Curiosity Rover Roundup: “Voice” Of Curiosity’s Landing And NASA Engineer & Family Living On Mars Time

08.22.12 David Lumb

The European Space Agency’s Mars Express orbiter recorded Curiosity’s radio chatter during its descent to Mars and tweaked it until it could be audible to the human ear. Which makes it the closest you’ll come to screaming through the atmosphere and skycraning down to the surface. (Hint: it’s kind of like a Terminator’s dying scream.) In other news, aside from a busted wind sensor, Curiosity is totally GO for a test drive today. It successfully wiggled its wheel, one of the last of its pre-drive checks.

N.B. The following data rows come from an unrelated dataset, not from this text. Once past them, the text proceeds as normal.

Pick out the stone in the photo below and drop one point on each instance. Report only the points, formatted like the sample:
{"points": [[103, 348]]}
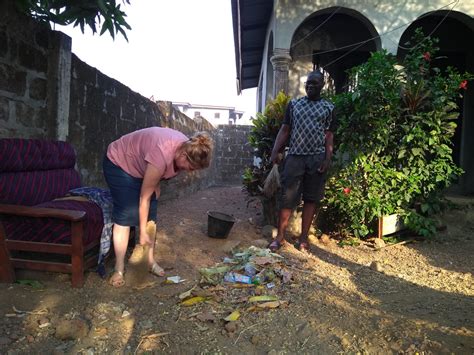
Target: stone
{"points": [[5, 341], [260, 243], [325, 239], [71, 329], [377, 266], [379, 243], [258, 339], [231, 327], [269, 231]]}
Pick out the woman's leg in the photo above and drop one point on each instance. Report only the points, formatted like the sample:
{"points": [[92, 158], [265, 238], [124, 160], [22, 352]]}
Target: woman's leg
{"points": [[120, 236]]}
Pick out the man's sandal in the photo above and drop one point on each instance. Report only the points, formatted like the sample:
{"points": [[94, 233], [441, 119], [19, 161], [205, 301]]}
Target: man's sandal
{"points": [[117, 279], [157, 270]]}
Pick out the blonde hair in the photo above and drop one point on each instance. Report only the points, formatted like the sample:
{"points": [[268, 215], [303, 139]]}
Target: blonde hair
{"points": [[199, 149]]}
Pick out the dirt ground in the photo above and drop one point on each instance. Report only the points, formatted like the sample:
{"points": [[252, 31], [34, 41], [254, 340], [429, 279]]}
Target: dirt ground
{"points": [[410, 298]]}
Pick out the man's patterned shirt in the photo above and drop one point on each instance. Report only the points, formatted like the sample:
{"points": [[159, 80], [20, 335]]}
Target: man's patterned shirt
{"points": [[308, 121]]}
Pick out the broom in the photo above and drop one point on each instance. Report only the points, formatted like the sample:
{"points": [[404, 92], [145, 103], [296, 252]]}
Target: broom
{"points": [[138, 261]]}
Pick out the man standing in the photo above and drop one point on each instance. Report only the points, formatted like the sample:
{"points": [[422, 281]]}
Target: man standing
{"points": [[309, 124]]}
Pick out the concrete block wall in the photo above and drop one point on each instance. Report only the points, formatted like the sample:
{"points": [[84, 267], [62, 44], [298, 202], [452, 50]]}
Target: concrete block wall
{"points": [[234, 153], [47, 92], [24, 67]]}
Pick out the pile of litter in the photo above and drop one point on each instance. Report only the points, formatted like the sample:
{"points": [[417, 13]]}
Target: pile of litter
{"points": [[248, 281]]}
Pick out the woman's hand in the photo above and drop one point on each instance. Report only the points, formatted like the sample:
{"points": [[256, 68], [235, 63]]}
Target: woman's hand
{"points": [[157, 191]]}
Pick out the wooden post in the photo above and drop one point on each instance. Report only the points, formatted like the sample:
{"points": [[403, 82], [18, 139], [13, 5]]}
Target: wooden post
{"points": [[77, 254]]}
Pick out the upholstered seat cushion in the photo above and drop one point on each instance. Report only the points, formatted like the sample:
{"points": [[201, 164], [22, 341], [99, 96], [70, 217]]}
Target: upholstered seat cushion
{"points": [[53, 230]]}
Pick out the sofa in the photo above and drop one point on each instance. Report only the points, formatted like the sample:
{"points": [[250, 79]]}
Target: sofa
{"points": [[41, 226]]}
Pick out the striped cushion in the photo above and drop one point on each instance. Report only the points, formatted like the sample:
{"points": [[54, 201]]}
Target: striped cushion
{"points": [[54, 230], [34, 187], [18, 154], [33, 171]]}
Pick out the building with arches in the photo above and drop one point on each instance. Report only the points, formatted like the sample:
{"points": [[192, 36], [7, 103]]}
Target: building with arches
{"points": [[277, 42]]}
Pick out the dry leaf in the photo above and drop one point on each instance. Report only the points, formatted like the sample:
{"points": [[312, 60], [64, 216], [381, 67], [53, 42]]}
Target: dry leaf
{"points": [[192, 301], [263, 298], [233, 316]]}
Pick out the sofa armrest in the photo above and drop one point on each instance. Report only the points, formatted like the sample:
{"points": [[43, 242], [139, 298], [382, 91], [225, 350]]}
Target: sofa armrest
{"points": [[40, 212]]}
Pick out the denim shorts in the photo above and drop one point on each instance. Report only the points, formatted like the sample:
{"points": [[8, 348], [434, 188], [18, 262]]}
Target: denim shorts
{"points": [[125, 191], [300, 179]]}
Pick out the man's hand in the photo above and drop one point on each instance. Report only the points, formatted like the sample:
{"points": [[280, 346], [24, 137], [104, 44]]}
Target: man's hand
{"points": [[276, 157], [324, 165], [145, 238]]}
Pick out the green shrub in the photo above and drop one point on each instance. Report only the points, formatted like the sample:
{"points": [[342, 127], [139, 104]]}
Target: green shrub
{"points": [[393, 143]]}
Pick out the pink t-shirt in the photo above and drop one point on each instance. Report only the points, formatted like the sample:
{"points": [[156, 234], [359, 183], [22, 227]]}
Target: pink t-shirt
{"points": [[154, 145]]}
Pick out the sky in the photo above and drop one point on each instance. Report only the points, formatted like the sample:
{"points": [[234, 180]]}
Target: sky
{"points": [[177, 50]]}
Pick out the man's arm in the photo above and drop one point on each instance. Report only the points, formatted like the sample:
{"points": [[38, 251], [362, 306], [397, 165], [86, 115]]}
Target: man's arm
{"points": [[280, 142], [329, 146], [283, 134]]}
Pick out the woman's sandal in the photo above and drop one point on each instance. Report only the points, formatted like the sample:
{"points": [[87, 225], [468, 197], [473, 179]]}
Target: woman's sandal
{"points": [[157, 270], [303, 247], [117, 279]]}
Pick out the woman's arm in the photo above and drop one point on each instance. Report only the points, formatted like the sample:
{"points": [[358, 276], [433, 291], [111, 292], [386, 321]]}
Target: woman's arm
{"points": [[150, 183]]}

David Oh, NASA engineer and flight director of Curiosity, developed quite the summer project for the rover’s first summer on Mars: he and his family would live on Mars time. Mars, as NPR’s All Things Considered points out, has days 3% longer than Earths, so the Oh family adds about 40 minutes every day, sliding their schedule backward as the days go on; by the time they spoke to ATC at 10 a.m. yesterday, the family was getting ready for bed on Martian night time. Amazingly, David and his wife Bryn are still psyched about the experiment, noting that it brings the whole family, including kids ages 8, 10, and 13, together to share Curiosity’s adventure on Mars. The oldest, Braden, is keeping a blog, noting never-would-have-done-this moments like family bowling at 4 a.m. and his first shooting star. As school approaches, the kids will jump back to a normal schedule, but Oh will stay synced with Curiosity, waking with his 1-ton lonely counterpart 150 million miles away.